Written by Frank Specht


Abfüllanlage für Coca-Cola

Geklagt hatte eine Mitarbeiterin des Erfrischungsgetränkeproduzenten.


(Foto: imago images/Camera4/Jim)

Berlin Tarifvertragsparteien können für regelmäßige Nachtschichten andere Zuschläge vereinbaren als für nur gelegentlich geleistete Nachtarbeit. Dies hat das Bundesarbeitsgericht am Mittwoch entschieden. Die unterschiedliche Behandlung sei nicht zu beanstanden, wenn es einen sachlichen Grund dafür gebe. Das Urteil hat Signalwirkung für Tausende noch offene Verfahren zu Nachtzuschlägen.

Geklagt hatte eine Mitarbeiterin des Getränkekonzerns Coca-Cola in Brandenburg. Der für sie maßgebliche Manteltarifvertrag zwischen dem Verband der Erfrischungsgetränke-Industrie und der Gewerkschaft Nahrung-Genuss-Gaststätten (NGG) sieht für regelmäßige Nachtarbeit einen Zuschlag von 20 Prozent pro Stunde vor.
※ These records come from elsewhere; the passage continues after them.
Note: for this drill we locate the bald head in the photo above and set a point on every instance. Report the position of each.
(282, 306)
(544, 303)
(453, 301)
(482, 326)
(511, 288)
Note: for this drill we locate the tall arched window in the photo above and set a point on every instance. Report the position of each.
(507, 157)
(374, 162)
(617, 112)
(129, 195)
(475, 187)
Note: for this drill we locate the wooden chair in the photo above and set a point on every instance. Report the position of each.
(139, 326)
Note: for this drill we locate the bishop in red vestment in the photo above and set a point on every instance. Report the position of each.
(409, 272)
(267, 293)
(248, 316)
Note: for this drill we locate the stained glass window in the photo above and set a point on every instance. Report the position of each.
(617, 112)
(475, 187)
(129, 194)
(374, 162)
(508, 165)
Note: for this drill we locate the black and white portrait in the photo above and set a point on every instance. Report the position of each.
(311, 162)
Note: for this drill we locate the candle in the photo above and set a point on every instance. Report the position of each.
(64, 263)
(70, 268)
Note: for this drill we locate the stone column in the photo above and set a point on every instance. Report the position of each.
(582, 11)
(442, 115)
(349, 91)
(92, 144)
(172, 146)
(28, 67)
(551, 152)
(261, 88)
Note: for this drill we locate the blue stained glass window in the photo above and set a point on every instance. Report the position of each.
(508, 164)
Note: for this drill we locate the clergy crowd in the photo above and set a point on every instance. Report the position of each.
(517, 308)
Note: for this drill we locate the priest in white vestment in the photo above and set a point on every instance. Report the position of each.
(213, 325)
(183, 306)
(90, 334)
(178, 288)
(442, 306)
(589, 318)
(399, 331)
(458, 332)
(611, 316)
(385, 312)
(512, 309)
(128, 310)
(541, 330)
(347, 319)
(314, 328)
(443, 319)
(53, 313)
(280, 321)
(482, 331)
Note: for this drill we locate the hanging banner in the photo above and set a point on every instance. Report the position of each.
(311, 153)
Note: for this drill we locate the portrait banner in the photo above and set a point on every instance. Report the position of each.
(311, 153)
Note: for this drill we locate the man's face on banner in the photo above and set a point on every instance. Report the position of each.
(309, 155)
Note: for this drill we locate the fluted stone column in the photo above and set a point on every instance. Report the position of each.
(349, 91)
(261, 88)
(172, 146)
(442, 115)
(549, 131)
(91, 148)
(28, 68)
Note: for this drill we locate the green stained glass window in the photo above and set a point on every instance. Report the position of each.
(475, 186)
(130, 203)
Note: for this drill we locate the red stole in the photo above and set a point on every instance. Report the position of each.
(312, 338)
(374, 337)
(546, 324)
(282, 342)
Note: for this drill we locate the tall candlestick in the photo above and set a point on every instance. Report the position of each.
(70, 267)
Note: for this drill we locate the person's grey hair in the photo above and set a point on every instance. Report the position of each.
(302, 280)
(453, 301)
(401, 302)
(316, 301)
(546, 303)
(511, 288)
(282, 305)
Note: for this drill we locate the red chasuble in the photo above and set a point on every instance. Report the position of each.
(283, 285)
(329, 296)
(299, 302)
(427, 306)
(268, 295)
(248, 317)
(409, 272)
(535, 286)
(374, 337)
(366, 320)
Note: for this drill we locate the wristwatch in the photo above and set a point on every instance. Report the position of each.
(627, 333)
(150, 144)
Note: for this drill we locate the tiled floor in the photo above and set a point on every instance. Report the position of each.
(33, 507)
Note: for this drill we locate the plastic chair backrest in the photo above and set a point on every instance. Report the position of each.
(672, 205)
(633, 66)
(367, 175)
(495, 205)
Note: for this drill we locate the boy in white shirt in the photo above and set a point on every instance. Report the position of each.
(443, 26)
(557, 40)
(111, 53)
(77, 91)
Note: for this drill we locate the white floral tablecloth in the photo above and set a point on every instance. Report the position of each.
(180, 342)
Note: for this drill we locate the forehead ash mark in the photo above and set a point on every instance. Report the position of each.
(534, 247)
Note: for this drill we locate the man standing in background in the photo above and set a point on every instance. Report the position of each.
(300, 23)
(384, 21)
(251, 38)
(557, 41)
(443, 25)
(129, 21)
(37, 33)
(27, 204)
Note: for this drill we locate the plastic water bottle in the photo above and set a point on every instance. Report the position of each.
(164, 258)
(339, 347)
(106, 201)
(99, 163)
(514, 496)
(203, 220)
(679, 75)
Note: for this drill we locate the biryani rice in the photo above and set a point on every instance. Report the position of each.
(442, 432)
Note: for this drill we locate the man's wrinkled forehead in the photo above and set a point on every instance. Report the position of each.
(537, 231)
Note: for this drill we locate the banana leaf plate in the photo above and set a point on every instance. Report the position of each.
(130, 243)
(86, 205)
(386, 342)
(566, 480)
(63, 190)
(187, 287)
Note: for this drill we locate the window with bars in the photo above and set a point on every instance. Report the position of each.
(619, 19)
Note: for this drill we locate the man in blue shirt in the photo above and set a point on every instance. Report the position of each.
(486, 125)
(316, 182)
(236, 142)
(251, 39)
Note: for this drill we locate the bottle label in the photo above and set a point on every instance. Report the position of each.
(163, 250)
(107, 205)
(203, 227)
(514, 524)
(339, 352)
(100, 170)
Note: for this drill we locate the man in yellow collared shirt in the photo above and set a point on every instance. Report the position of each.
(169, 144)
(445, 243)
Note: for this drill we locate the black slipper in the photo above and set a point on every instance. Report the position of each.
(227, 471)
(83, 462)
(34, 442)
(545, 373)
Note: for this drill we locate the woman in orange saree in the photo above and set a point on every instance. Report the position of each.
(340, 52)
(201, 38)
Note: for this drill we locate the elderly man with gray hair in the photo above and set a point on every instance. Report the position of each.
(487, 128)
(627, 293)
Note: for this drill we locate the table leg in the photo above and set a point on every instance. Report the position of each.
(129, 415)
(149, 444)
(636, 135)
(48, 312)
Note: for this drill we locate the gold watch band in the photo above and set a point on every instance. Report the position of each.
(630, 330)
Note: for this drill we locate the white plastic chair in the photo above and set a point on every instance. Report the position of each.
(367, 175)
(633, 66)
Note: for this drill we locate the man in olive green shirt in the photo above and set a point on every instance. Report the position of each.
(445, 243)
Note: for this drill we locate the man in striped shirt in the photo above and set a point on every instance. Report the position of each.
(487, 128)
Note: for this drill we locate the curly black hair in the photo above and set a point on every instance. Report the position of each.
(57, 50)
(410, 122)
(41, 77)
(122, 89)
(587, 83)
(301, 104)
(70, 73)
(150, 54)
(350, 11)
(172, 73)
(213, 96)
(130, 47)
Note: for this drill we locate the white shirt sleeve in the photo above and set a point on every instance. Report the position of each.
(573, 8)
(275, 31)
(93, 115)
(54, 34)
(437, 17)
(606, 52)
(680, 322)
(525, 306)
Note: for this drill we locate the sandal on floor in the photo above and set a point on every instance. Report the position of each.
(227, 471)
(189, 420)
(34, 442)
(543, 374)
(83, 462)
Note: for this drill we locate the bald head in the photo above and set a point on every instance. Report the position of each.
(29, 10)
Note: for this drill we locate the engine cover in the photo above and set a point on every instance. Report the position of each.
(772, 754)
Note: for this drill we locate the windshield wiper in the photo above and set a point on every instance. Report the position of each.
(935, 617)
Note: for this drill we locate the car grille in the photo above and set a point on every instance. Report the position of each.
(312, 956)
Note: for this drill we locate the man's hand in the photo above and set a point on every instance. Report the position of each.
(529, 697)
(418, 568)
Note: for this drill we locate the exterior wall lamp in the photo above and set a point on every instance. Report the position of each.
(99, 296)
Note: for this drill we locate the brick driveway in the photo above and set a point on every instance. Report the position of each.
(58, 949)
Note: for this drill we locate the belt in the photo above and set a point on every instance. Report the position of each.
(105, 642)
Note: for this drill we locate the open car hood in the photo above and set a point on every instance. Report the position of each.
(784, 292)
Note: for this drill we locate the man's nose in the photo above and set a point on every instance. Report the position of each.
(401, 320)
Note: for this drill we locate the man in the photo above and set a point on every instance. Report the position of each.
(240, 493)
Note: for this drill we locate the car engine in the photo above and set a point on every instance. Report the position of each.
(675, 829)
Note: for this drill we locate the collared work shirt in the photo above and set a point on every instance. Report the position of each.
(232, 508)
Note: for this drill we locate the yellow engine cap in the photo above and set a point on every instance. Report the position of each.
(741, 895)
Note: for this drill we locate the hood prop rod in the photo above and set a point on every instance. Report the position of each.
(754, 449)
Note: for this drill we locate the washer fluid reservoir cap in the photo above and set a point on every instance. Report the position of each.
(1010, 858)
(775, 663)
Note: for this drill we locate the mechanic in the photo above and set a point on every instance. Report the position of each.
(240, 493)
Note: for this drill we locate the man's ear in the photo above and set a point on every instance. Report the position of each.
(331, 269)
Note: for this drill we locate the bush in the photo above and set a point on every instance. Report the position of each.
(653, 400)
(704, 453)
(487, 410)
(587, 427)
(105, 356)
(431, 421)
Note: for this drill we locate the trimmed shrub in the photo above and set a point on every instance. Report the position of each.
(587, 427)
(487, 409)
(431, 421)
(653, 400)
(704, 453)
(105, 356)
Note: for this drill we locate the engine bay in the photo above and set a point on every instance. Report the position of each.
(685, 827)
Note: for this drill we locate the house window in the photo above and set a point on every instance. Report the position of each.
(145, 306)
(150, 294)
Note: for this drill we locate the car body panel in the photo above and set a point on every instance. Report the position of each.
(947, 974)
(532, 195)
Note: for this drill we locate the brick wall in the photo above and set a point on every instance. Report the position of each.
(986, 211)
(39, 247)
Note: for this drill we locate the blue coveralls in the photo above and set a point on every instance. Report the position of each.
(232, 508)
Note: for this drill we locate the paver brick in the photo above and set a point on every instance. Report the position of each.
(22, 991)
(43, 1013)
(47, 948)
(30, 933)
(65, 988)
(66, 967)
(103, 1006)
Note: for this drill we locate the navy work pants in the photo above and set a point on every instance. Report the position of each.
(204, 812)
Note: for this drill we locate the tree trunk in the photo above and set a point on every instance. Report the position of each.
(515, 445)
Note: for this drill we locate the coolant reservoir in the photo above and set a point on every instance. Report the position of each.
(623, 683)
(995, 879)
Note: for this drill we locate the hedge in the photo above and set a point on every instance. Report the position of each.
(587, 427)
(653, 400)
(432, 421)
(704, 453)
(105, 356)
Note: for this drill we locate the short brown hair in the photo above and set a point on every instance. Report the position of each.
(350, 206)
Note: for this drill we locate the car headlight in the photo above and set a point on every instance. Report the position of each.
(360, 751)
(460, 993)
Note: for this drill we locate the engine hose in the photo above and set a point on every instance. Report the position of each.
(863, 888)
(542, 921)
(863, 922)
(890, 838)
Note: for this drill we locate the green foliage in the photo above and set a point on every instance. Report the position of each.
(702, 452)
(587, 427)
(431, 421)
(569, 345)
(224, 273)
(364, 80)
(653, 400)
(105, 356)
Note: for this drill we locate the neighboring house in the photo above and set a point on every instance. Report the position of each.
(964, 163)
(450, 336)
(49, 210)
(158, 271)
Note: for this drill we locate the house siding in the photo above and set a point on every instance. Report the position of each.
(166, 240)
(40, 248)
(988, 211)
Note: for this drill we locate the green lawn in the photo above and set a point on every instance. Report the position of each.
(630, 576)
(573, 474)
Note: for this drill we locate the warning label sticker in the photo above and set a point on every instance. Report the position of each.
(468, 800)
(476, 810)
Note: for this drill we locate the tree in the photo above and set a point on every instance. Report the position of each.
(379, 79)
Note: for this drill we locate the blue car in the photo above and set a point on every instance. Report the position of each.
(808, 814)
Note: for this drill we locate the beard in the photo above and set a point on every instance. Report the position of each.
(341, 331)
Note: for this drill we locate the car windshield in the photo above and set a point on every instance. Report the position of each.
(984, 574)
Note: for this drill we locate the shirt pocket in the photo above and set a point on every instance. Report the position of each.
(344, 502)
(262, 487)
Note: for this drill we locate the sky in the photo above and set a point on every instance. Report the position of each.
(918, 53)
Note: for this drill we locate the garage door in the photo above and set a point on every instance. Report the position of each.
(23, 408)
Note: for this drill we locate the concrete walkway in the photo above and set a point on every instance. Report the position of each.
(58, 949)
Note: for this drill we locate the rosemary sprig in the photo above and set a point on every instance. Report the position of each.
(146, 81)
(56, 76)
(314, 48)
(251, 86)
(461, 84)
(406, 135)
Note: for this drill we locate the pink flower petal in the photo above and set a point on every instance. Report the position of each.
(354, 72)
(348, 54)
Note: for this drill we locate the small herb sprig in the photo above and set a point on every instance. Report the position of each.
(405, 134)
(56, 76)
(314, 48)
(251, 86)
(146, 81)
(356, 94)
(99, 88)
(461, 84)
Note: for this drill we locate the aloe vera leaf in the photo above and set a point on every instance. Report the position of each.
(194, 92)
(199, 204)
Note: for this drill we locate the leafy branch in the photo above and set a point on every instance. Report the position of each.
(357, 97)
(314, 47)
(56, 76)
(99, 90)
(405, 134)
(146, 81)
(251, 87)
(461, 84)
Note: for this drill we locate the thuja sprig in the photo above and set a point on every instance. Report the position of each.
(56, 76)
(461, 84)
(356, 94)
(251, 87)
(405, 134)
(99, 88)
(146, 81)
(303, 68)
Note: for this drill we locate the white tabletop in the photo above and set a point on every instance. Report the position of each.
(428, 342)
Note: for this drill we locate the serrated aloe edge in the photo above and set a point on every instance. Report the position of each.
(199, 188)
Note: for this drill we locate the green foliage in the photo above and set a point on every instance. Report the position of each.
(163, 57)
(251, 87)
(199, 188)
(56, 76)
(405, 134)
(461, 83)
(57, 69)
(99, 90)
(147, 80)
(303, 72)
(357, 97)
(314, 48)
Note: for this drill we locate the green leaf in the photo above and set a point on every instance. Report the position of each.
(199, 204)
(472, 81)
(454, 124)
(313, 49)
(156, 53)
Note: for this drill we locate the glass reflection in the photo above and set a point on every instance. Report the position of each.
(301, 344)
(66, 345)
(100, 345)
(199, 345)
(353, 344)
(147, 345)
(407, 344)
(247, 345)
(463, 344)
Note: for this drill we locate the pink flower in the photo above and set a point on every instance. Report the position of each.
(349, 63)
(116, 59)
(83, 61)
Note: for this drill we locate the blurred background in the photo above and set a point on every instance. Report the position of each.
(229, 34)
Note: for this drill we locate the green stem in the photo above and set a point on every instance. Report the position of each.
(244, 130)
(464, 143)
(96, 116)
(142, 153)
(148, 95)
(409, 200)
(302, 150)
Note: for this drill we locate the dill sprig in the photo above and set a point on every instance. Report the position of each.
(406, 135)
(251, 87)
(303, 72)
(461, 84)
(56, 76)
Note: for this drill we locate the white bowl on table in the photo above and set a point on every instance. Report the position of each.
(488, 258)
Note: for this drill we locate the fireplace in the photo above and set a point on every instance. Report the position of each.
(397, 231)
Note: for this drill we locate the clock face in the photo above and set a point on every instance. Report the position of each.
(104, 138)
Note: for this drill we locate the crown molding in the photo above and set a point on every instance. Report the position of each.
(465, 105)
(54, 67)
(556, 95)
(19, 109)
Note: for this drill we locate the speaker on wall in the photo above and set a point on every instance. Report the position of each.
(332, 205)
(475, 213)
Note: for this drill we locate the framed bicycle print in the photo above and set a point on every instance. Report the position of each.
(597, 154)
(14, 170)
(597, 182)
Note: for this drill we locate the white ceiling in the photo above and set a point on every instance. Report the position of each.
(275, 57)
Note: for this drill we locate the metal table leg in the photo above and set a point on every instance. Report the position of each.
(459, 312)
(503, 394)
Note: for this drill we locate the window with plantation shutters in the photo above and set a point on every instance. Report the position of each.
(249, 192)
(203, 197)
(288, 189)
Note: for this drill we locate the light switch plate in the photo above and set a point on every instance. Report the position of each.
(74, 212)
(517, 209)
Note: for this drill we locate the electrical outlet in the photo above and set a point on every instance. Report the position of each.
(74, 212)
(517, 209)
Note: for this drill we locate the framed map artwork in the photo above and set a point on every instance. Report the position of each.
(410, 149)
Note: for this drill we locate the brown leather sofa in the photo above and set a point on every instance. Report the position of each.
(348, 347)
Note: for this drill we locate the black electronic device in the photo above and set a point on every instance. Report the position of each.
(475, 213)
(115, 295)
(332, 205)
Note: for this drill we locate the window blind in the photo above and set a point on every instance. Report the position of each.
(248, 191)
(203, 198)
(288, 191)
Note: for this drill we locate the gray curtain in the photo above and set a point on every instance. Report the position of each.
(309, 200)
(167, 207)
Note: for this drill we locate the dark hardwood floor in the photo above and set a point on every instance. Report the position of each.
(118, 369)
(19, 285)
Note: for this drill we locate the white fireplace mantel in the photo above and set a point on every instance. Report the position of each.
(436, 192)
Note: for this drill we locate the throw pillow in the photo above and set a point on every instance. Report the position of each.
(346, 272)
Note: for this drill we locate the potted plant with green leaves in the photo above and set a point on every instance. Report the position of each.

Beschäftigte, die nur gelegentlich nachts einspringen, erhalten dagegen 50 Prozent Zuschlag.

Die Klägerin vertrat die Auffassung, dass durch die unterschiedliche Vergütung unregelmäßiger und regelmäßiger Nachtarbeit sowohl der Gleichbehandlungsgrundsatz nach dem Grundgesetz und europäischem Recht verletzt werde.

Der Arbeitgeber argumentierte dagegen, sich mit der unterschiedlichen Vergütung im Gestaltungsspielraum zu bewegen, den der Manteltarif lasse. Der höhere Zuschlag für unregelmäßige Nachtarbeit solle nicht nur die Erschwernis der Nachtarbeit ausgleichen, sondern auch den Arbeitgeber davon abhalten, in den geschützten Freizeitbereich der Arbeitnehmer einzugreifen. Damit diene er also auch dem Gesundheitsschutz.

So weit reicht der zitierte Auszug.